Albany -- The number of children diagnosed with autism is now reaching record numbers. One in 150 children are now estimated to have some form of autism. But doctors believe there may be even more cases.
Makeir is a typical eight year old boy. Rambunctious, into action figures, and obsessed with Spiderman. But when he was six years old his, and his father's life was turned upside down.
"With this syndrome, it takes their ability to speak properly. It takes their ability to hear properly. They actually call it a type of word deafness and it just comes on like that," says Keith Modeste.
Glanser-Klefner syndrome is a rare form of autism that doctors don't know much about yet. "Sometimes the doctor, the neurologist, they don't know that much about it. And you have to teach them. We just so happens to find a very good neurologist who knows a lot about it in Macon, where we are headed tomorrow," says Modeste.

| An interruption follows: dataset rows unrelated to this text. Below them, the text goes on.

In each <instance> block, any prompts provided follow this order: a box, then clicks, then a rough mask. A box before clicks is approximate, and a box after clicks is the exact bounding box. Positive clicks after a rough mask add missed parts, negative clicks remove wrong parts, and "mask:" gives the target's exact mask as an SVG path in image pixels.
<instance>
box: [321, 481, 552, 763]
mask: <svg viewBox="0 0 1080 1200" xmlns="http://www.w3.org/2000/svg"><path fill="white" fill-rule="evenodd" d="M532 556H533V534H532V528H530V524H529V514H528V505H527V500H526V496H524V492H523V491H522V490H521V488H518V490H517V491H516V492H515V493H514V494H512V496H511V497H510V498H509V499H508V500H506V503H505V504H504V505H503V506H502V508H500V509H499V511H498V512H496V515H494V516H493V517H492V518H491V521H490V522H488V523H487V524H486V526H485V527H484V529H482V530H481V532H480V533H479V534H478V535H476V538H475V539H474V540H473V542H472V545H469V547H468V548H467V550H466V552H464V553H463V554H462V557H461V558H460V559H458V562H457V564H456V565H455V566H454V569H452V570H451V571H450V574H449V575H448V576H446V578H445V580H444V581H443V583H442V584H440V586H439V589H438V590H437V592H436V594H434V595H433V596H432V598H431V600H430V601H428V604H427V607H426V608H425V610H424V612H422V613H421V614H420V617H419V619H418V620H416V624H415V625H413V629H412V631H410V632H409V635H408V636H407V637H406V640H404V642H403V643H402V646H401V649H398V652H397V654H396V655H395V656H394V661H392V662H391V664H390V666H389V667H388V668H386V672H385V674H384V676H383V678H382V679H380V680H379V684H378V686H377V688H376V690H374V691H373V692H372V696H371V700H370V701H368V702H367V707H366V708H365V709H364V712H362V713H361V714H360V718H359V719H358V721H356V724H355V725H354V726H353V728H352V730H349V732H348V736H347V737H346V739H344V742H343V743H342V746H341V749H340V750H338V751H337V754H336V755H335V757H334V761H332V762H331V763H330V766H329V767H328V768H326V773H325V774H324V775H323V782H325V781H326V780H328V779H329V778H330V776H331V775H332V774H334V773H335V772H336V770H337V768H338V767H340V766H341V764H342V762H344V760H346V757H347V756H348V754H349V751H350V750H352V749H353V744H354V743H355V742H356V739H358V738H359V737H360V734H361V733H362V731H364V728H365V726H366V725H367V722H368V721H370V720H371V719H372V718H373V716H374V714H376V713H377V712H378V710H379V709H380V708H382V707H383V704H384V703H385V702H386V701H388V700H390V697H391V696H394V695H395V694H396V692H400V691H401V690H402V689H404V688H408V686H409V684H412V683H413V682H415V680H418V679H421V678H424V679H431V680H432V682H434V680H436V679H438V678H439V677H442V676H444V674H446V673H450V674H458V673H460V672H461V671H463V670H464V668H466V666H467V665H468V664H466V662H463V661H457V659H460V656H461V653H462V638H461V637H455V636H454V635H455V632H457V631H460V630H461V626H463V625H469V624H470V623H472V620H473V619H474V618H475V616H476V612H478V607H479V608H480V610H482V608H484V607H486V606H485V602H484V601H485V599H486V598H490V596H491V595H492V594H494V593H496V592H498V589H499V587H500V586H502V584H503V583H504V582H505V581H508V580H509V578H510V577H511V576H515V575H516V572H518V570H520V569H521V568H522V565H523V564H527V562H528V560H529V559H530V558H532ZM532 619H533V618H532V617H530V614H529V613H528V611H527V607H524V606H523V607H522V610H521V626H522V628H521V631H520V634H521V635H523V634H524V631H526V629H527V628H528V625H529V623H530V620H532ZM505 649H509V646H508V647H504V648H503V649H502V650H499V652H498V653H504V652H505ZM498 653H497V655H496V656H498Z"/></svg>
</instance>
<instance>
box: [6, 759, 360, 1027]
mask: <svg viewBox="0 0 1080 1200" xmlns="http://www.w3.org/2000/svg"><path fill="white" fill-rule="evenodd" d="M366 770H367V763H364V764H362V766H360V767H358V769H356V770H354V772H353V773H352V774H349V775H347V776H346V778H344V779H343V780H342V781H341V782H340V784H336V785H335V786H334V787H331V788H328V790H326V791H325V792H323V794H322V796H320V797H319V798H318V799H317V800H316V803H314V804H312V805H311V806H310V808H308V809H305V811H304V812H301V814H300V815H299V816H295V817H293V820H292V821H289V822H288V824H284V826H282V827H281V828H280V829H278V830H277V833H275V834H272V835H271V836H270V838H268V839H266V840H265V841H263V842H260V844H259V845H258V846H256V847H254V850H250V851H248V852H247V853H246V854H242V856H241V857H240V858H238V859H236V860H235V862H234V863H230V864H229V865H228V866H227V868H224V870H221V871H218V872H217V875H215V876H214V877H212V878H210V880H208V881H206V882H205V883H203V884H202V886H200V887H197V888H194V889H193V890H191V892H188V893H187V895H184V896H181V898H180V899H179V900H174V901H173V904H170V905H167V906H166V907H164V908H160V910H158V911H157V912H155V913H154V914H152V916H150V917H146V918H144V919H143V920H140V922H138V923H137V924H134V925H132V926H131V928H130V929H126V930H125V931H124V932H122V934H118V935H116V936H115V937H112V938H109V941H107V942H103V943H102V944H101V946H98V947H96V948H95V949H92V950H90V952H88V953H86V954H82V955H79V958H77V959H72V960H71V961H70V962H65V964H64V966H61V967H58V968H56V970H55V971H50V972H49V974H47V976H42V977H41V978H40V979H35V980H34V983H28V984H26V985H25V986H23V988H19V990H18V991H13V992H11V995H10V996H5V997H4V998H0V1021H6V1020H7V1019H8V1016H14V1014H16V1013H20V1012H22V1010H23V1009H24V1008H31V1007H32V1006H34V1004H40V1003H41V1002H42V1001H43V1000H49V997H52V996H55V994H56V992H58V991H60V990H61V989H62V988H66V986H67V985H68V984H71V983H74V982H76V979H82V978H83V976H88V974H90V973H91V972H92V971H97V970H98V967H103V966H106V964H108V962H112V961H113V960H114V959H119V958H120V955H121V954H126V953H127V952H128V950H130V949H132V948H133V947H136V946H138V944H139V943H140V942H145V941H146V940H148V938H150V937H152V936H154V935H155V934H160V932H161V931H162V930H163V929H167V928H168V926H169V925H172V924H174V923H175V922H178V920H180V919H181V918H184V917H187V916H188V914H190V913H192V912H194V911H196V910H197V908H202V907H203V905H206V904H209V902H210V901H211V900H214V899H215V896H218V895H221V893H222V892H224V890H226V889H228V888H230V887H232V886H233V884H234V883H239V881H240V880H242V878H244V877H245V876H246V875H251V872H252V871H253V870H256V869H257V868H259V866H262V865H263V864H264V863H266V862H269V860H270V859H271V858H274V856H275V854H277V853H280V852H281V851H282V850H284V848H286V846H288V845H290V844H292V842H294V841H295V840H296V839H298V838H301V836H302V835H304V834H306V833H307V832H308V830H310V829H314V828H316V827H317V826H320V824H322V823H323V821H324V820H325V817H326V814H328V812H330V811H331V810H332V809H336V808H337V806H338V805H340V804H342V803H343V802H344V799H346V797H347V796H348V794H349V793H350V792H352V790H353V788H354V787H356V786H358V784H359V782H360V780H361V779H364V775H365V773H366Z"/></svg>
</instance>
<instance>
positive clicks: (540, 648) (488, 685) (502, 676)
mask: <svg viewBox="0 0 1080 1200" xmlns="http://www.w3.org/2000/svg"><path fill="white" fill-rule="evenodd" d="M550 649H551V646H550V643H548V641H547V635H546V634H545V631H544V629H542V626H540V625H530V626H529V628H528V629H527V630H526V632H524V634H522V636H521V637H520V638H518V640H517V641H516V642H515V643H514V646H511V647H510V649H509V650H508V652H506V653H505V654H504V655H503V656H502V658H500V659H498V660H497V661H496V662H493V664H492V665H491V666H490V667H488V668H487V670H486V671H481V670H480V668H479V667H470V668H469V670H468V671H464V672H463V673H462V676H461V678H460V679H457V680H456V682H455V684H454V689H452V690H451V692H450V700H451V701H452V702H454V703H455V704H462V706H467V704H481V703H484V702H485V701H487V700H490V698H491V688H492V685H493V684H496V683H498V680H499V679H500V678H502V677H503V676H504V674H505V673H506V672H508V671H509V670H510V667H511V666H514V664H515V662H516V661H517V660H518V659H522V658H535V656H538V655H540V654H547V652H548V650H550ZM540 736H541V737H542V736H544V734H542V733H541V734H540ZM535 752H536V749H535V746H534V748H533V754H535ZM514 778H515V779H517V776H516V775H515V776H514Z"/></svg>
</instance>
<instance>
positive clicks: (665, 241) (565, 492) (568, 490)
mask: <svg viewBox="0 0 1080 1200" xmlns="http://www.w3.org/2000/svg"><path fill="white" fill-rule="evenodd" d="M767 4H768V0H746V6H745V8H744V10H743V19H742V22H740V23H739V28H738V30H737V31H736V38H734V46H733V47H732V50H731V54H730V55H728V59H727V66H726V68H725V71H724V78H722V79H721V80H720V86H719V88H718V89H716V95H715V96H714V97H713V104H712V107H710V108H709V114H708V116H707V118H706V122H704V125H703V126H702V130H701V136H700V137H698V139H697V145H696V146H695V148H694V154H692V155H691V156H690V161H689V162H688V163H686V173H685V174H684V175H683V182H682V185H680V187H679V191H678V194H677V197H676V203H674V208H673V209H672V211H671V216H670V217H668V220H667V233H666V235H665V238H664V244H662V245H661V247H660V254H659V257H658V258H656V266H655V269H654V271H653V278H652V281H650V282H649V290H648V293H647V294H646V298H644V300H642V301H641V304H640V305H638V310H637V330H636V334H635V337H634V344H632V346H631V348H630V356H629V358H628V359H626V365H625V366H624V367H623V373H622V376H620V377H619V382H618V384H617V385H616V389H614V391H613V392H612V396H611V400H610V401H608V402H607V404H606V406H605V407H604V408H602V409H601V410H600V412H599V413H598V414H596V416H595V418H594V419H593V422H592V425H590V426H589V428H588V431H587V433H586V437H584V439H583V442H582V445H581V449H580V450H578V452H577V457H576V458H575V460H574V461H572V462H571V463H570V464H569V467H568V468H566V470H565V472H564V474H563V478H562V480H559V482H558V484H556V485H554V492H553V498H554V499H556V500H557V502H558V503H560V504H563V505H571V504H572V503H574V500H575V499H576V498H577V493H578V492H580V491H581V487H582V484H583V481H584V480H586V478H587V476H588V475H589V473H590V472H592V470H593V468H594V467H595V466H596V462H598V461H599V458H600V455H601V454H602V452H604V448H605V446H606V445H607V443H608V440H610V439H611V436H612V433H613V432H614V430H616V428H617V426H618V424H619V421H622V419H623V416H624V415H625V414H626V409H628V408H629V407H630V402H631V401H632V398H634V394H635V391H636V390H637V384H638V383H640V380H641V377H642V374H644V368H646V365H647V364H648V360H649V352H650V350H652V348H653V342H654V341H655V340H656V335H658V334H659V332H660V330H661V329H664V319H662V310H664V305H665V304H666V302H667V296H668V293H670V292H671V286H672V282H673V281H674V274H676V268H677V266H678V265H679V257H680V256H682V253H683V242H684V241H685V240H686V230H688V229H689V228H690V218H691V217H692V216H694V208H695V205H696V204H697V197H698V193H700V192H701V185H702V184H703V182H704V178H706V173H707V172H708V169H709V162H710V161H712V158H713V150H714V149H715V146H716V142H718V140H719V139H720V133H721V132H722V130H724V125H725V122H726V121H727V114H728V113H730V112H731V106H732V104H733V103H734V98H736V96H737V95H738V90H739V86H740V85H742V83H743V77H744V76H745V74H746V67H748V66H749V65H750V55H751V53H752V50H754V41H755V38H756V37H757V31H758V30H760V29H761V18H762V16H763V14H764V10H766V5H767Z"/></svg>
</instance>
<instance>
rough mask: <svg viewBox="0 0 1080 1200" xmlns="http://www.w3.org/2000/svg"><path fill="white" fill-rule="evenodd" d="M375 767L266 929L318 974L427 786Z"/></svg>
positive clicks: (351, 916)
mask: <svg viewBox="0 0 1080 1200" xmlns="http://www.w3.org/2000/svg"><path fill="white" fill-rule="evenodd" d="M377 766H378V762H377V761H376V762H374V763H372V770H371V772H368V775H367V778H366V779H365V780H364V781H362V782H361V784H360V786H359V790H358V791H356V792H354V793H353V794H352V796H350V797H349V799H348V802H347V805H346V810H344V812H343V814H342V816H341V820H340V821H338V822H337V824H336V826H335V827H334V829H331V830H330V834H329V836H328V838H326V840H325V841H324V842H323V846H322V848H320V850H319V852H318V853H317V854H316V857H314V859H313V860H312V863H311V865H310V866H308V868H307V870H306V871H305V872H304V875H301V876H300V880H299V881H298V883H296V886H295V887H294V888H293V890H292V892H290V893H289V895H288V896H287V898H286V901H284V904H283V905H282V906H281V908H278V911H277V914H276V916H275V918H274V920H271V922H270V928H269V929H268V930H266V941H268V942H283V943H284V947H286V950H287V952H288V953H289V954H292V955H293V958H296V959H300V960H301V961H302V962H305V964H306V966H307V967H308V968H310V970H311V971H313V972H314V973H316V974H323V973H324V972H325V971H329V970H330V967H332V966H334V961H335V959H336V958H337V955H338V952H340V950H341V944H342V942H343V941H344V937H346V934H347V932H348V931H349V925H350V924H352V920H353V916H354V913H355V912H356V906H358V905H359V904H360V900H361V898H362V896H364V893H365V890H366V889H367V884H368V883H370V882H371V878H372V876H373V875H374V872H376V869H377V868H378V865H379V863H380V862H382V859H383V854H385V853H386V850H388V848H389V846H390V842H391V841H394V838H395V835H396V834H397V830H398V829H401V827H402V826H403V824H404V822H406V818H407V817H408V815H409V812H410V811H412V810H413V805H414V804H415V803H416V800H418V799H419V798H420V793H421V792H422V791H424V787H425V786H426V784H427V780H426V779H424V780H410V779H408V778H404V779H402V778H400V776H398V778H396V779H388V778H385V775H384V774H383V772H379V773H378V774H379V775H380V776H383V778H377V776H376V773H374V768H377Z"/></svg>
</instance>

But now that more and more children are diagnosed with some form of Autism that could change. "The rates seem to be higher, but a lot of it is us being more aware of it," says Pediatrician Dr. Stacy Evans.
And looking for it more aggressively than I think we have done in the past. "It's a very good thing. The more money that goes into the research, the more that nurses and doctors and laymen and anybody who knows about it is a good thing. And plus people stop putting stipulations on it."
And the public perception of autism is also changing. "When you see a child misbehaving, don't put it off on the parents. Cause you really don't know and that's very frustrating," says Modeste.
Frustrations that may become a thing of the past with the increased awareness of Autism.